Even now I have little daydream moments of happiness. These little dreams that save me from my day for just a moment, where I imagine perfect boys that don't play games that sacrifice their very beings for me that they may love me that much more. I have sweet moments spent far away on a cobblestone road or a dirt path on the well beaten tracks in Ireland. I fall asleep every night in a big house by the sea (the only problem is the obnoxious "University" soundtrack outside my real window rarely fades).
But I don't want to know perfect boys. They are actually really annoying. I don't want to ramble aimlessly alone on some path in Ireland (well I do... but not in the way I do in my daydreams), and I most certainly do not want to live in a big house... or by the sea. I love these places, these dreams, because they are other. They are not what I know everyday and so they are the magic and the hope and the rest for my soul.
Have you been half asleep and have you heard voices?
I've heard them calling my name.
Is this the sweet sound that calls the young sailors?
The voice might be one and the same.
I've heard it too many times to ignore it. It's something that I'm supposed to be.
Someday we'll find it....
the rainbow connection...
Friday, September 3, 2010
Jesus is mine.
Sometimes I just have to have a day or two where I am completely excited that salvation happens and that it happens for me. And for you.
Here's the deal: I am rarely excited about salvation. True to my nature, I hate grace. I require it, but by golly it is my least favorite thing. I shouldn't need grace. I should be able to force myself into a level of goodness that surpasses grace. However I can't. Dwelling on thoughts of salvation often causes me anger or deep immovable sorrow. So I ignore salvation... not a great practice.
Here's the kicker: Once I realized not only my need for grace, but God's need to give it to me, I suddenly decided to live grace as fully as I could. I took grace for a walk and said, "Alright, let's see what you can really handle." Grace can handle a lot more than I can.

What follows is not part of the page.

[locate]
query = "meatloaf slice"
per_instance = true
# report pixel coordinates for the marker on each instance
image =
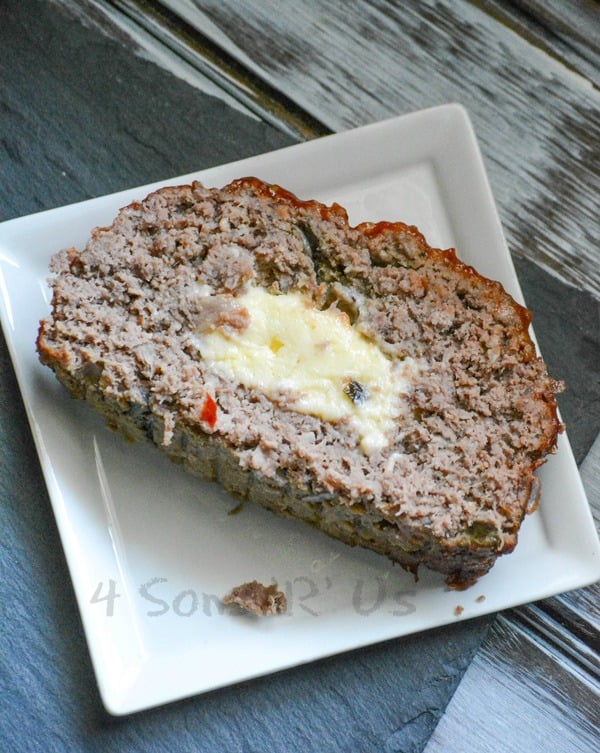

I get tired, so quickly, of pushing the limits of my view of God. I've come to a point, and have been stuck here for quite some time, where I have the foundations firmly set, but everything else is ambiguous and up for discussion. For example, I love God, and believe him to be the creator. I love Jesus, and believe that grace and hope come through him. I love the holy spirit, and believe that he dwells right here with me. Beyond that, I'm pretty open. Some days that is really comfortable for me, and other days it scares me a lot. Studying theology simultaneously freed me from guilt and obligation, and bound me into the apathy that so often accompanies ambiguity.
So then I am so thankful for those days, like today and the last few days, where I find myself just really happy to have faith and to celebrate that. I get to forget momentarily that I have chosen to live in the tension between different celebrations of the Christocentric faiths, and rather revel in the peace that came with my choice to celebrate a broader depiction of the Man who first loved me.